Trump Targets Many More for Possible Deportation


TEHRAN (Tasnim) – Many more people living in the United States illegally could face rapid deportation – including people simply arrested for traffic violations – under the Trump administration’s sweeping rewrite of immigration enforcement policies announced.

Any immigrant who is in the country illegally and is charged or convicted of any offense, or even suspected of a crime, will now be an enforcement priority, according to Homeland Security Department memos signed by Secretary John Kelly. That could include people arrested for shoplifting or minor offenses.

The memos replace the Obama administration’s more narrow guidance focusing on immigrants who have been convicted of serious crimes, are considered threats to national security or are recent border crossers.

The new enforcement documents are the latest efforts by President Donald Trump to follow through on campaign promises to strictly enforce immigration laws. He’s also promised to build a wall at the Mexican border – he insists Mexico will eventually foot the bill – and Kelly’s memos reiterate calls for Homeland Security to start planning for the costs and construction.

Trump’s earlier immigration orders, which banned all refugees as well as foreigners from seven Muslim-majority countries, have faced widespread criticism and legal action. A federal appeals court has upheld a temporary halt, the Associated Press reported. 

Kelly’s latest plans call for enforcing a long-standing but obscure provision of immigration law that allows the government to send some people caught illegally crossing the Mexican border back to Mexico, regardless of where they are from. Those actions would wait for US deportation proceedings to be complete. This would be used for people who aren’t considered a threat to cross the border illegally again, the memo says.

That provision is almost certain to face opposition from civil libertarians and Mexican officials, and it’s unclear whether the United States has the authority to force Mexico to accept third-country nationals. But the memo also calls for Homeland Security to provide an account of US aid to Mexico, a possible signal that Trump plans to use that funding to get Mexico to accept the foreigners.
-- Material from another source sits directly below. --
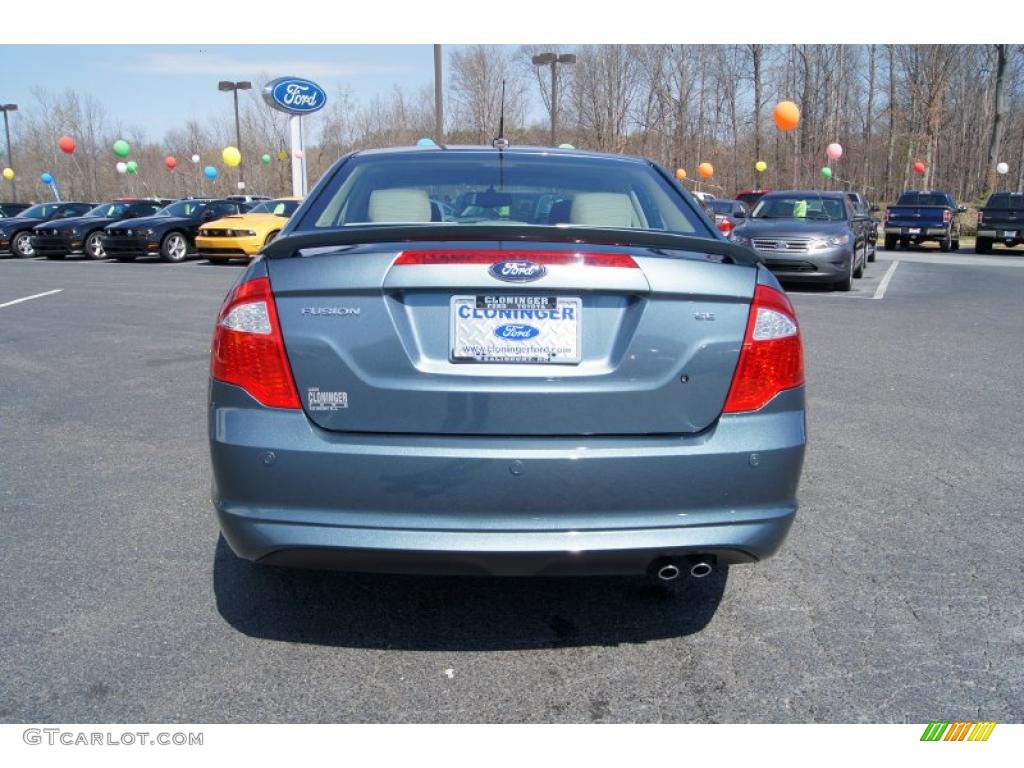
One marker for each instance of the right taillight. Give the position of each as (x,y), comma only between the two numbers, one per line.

Historically, the US has quickly repatriated Mexican nationals caught at the border but has detained immigrants from other countries pending deportation proceedings that could take years.

The memos do not change US immigration laws, but take a far harder line toward enforcement.

The administration also plans to expand immigration jail capacity. Currently Homeland Security has money and space to jail 34,000 immigrants at a time.

The American Civil Liberties Union said it would challenge the directives. The directives do not affect President Barack Obama’s program that has protected more than 750,000 young immigrants from deportation.